O Some, criado como solução emergencial para levar o Ensino Médio a localidades onde a presença de escolas regulares era inviável, envolve equipes de professores que se deslocam até comunidades distantes, permanecendo ali por dois meses antes de partirem para outra localidade, em um ciclo contínuo. Em 2014, o sistema ganhou respaldo legal, quando a Assembleia Legislativa do Estado do Pará (Alepa) regulamentou o funcionamento. Na contramão, segundo a denúncia, o governo estadual tem demonstrado intenção de desativar o programa, considerado “oneroso” pela gestão atual.
O plano para substituir o Some, conforme a denúncia, consiste em manter os alunos em salas de aula acompanhados por um “professor mediador”, que assiste à transmissão de aulas gravadas pela Secretaria de Educação do Estado (Seduc), com sede em Belém. Porém, a estrutura necessária para essa tecnologia está longe de ser uma realidade nas áreas onde o Some atua.

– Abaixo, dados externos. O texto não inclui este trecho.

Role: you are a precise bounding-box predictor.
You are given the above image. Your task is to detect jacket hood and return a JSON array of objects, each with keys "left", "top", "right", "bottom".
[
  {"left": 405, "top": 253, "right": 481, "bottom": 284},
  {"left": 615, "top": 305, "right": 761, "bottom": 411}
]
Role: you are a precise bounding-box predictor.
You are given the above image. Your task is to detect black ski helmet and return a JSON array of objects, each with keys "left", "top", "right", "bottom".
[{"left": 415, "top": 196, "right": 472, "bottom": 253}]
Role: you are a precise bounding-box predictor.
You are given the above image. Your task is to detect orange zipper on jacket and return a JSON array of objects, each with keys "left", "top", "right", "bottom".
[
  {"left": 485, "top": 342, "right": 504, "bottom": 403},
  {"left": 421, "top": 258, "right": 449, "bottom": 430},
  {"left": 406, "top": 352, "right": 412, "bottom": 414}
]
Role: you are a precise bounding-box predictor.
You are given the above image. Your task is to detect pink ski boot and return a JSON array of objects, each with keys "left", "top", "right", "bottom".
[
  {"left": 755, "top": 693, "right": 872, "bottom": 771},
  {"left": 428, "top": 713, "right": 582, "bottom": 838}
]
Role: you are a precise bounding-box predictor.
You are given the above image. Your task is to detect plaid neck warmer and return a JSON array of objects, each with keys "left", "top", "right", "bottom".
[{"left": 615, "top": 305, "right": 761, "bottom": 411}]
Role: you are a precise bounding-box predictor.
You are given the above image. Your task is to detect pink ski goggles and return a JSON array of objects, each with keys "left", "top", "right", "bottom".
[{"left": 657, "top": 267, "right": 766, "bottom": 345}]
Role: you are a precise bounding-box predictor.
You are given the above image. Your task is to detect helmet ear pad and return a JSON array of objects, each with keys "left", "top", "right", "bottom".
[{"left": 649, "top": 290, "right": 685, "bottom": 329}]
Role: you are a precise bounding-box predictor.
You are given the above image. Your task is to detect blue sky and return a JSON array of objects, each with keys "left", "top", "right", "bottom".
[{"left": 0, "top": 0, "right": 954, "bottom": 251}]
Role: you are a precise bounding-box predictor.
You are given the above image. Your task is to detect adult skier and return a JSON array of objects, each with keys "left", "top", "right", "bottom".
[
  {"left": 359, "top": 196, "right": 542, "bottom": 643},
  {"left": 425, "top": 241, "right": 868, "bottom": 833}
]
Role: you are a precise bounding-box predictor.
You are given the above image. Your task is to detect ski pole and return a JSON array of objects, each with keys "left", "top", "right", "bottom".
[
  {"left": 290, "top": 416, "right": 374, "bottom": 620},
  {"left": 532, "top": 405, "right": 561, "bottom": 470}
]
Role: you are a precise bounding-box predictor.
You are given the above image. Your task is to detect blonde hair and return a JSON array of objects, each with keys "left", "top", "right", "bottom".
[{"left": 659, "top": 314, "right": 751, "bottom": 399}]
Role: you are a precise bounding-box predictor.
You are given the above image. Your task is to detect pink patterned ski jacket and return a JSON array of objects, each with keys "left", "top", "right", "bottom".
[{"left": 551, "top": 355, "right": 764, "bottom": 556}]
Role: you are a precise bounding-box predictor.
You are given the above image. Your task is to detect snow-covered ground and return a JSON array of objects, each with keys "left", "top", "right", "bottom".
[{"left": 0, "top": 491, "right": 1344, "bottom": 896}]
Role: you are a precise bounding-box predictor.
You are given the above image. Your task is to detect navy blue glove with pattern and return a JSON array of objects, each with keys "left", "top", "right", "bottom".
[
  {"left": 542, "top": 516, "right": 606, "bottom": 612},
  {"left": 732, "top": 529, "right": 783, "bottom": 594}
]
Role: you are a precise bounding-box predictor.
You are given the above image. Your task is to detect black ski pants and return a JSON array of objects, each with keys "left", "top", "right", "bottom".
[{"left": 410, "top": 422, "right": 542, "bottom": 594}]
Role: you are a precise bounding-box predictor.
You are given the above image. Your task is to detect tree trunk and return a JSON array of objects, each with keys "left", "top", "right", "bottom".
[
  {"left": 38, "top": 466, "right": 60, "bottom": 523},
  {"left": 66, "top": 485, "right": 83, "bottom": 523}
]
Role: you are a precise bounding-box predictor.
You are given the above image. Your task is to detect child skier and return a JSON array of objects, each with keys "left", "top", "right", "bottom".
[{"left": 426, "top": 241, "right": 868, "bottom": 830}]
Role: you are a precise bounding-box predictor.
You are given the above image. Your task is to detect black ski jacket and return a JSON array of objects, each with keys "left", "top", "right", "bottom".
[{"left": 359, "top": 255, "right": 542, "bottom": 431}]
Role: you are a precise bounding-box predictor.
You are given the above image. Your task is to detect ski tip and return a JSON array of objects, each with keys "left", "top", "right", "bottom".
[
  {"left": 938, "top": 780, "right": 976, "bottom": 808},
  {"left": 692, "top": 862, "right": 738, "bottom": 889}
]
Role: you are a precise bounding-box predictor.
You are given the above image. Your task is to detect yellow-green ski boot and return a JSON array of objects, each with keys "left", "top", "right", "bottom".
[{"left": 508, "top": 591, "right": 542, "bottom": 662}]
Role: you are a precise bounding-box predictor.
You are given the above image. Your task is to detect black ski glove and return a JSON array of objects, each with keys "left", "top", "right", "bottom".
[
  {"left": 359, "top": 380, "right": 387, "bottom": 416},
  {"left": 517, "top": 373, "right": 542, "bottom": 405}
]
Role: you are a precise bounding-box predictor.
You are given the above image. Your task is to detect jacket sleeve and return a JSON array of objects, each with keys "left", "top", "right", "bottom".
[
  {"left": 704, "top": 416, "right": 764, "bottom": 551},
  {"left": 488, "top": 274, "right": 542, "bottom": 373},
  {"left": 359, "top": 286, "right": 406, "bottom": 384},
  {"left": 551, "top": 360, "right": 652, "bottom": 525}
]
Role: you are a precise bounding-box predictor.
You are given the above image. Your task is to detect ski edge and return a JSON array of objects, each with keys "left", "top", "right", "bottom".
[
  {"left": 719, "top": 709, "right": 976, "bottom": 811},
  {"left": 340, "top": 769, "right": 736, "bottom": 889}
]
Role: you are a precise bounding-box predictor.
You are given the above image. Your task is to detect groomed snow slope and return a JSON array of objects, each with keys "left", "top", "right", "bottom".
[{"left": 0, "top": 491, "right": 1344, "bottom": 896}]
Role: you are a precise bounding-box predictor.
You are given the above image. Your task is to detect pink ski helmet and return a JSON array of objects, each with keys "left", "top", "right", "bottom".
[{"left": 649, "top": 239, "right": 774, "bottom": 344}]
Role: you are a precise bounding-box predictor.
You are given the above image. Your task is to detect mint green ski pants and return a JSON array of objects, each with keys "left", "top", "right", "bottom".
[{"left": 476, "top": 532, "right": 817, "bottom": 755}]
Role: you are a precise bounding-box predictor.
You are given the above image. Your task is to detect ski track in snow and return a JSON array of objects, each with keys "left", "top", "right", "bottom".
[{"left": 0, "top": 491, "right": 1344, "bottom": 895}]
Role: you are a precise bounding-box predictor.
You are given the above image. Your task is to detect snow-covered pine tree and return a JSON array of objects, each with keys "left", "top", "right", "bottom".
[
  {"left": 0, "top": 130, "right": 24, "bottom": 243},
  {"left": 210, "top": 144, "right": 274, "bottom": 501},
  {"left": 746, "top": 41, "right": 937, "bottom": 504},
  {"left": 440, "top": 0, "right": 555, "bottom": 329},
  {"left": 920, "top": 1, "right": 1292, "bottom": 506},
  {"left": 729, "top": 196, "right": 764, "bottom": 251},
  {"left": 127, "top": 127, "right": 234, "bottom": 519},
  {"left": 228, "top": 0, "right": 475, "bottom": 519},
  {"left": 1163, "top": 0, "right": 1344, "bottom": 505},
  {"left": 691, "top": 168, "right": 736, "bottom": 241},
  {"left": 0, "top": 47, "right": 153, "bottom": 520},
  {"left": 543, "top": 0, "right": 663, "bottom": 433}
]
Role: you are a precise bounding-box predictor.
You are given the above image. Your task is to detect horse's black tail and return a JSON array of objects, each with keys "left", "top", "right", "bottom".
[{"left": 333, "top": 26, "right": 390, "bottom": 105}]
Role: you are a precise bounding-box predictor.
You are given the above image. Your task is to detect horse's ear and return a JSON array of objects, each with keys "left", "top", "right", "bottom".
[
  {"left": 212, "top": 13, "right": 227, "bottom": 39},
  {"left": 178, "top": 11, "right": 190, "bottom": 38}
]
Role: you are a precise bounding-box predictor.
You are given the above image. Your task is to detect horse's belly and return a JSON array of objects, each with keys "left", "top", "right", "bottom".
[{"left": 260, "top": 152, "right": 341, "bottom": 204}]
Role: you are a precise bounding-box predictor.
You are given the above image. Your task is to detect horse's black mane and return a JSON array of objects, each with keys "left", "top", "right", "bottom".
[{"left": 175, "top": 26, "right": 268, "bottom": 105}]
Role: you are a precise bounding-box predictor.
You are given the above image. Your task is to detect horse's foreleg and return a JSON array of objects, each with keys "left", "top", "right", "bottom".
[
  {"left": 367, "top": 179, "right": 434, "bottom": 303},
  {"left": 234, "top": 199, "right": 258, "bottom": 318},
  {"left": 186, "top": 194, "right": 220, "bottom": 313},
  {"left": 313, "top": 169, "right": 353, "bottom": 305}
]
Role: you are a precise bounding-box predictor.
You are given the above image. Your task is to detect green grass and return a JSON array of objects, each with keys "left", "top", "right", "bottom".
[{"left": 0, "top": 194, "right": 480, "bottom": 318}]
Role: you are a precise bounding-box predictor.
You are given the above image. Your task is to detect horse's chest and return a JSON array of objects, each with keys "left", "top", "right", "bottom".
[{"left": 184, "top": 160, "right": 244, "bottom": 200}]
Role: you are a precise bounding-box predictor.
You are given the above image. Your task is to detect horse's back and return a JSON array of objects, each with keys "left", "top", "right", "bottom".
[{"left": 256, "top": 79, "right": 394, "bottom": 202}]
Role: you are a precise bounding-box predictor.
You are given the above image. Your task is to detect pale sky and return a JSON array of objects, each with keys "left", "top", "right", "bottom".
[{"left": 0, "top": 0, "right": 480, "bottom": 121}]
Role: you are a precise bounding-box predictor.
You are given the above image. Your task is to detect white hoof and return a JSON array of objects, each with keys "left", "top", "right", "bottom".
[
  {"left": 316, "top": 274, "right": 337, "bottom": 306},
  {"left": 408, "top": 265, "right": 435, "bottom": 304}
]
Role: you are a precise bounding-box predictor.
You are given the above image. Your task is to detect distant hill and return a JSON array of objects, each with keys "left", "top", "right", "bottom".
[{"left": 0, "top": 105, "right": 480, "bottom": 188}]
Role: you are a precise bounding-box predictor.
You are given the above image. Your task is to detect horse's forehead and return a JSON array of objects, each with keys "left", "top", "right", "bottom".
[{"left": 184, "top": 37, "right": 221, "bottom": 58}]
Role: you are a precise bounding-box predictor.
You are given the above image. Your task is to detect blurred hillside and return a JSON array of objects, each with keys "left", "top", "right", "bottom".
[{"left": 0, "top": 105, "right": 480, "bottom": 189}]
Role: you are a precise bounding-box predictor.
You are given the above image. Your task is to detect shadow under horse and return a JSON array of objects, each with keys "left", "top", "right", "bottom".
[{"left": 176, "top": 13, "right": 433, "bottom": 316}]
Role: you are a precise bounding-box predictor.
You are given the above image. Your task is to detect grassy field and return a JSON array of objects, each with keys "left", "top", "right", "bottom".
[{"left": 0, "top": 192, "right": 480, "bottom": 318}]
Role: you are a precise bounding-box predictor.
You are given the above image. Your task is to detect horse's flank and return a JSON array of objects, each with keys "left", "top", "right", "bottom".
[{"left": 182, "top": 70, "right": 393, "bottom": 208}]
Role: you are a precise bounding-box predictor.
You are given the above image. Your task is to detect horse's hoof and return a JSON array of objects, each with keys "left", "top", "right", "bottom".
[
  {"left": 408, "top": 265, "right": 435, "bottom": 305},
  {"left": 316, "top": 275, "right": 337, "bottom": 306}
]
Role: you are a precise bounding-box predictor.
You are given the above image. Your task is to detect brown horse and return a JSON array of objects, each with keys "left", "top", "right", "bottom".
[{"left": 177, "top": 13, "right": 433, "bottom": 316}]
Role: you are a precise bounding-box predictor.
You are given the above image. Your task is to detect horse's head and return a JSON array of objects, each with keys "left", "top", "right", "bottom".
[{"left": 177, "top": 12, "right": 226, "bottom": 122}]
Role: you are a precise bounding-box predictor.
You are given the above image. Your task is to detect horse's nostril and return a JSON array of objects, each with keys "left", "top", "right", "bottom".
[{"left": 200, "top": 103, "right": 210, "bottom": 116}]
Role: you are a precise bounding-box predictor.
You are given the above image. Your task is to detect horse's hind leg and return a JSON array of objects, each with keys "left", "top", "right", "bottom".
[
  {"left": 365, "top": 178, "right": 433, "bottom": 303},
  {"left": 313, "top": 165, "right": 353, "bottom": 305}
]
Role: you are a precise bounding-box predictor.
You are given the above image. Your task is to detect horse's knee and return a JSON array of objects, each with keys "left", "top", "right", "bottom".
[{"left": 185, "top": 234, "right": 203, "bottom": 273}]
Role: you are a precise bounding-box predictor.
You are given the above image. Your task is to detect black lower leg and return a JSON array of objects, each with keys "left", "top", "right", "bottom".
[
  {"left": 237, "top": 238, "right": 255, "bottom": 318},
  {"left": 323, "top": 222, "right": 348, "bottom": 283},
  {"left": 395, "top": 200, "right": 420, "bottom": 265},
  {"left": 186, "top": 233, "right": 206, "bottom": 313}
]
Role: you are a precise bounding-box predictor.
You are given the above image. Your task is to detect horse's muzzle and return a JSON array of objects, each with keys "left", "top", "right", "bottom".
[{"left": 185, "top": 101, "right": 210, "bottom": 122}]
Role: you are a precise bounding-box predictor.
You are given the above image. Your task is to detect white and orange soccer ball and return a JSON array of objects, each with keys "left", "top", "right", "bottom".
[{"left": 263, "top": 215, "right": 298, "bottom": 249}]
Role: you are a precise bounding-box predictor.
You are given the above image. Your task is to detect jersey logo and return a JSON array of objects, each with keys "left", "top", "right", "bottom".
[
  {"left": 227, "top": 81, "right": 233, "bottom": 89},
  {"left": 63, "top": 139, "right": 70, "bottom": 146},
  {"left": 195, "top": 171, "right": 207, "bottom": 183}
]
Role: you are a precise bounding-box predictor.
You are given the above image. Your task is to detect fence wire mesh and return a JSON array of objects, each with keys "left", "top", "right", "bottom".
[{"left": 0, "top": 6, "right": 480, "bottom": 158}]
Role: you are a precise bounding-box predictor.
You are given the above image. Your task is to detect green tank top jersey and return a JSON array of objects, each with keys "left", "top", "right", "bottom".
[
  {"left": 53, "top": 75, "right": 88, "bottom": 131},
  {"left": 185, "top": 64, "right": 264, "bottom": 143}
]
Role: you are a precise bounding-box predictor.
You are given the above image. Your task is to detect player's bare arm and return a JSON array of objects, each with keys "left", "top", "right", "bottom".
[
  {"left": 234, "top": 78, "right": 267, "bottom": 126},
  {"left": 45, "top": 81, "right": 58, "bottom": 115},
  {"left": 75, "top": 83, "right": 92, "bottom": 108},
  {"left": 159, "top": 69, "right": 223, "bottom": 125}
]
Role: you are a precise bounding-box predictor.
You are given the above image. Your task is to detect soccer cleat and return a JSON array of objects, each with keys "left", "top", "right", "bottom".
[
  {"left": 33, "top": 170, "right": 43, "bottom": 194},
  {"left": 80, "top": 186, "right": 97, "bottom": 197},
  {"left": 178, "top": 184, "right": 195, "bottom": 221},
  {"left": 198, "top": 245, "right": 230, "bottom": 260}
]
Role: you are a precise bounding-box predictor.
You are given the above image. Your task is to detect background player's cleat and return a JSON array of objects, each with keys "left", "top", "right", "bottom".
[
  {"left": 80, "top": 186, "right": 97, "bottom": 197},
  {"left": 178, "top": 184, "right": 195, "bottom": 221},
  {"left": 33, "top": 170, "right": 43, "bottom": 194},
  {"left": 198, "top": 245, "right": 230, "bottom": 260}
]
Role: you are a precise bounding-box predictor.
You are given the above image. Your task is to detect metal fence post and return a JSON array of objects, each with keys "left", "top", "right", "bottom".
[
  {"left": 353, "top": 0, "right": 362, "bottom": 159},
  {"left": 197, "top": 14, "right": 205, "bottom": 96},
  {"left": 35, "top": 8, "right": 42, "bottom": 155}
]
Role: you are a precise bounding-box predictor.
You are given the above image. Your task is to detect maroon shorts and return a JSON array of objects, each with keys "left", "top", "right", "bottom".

“Na localidade em que estou, na Vila Menino Deus (Igarapé-Miri), passamos vários dias sem energia elétrica […] é precário”, relata o denunciante. Em decorrência da falta de luz, as aulas presenciais foram suspensas e os professores organizam atividades impressas para minimizar a perda de conteúdo. “Estamos usando nossos próprios recursos para imprimir atividades, que são distribuídas uma vez por semana, com os alunos atravessando o rio em embarcações para buscá-las”, explica.
A falta de infraestrutura é um obstáculo constante e há, também, questões de segurança que agravam a situação. Em uma das comunidades atendidas, a Vila Santa Maria do Icatu, na cidade de Igarapé-Miri, o cenário de violência inclui ameaças de facções criminosas, incêndios criminosos e até casos graves de abuso sexual, inclusive o estupro de um aluno autista dentro da própria escola, segundo o denunciante. “A violência impede não apenas o trabalho dos professores, mas também o direito dos alunos ao estudo”, afirma.
Impacto social
A denúncia também ressalta a importância social do Some, que, em mais de 40 anos de funcionamento, formou profissionais locais que retornaram às comunidades como professores, enfermeiros e gestores. Para o denunciante, o modelo de ensino remoto proposto pelo governo desconsidera o impacto positivo gerado pelo contato direto entre alunos e professores, algo fundamental nas comunidades ribeirinhas e quilombolas atendidas pelo programa.
“A presença de um professor qualificado faz toda a diferença, especialmente para alunos de comunidades isoladas”, afirma o denunciante. Ele destaca que muitos alunos oriundos do Some já ingressaram em universidades e contribuíram para melhorar as condições de suas famílias e localidades. Em contrapartida, o modelo de ensino por televisão é visto com descrédito. “O professor mediador que assistirá às aulas pela TV com os alunos é de uma disciplina aleatória e repassa dúvidas aos professores responsáveis pelo WhatsApp”, ressalta.
Preocupação
Outro ponto de preocupação são as empresas envolvidas na produção das aulas em vídeo. De acordo com o relato, produtoras de vídeo, vindas de São Paulo junto com o atual secretário de Educação, Rossieli Soares, ex-ministro da Educação, seriam as responsáveis pela gravação das aulas. “Isso, claramente, é uma farsa, principalmente para ganhar dinheiro”, diz o denunciante.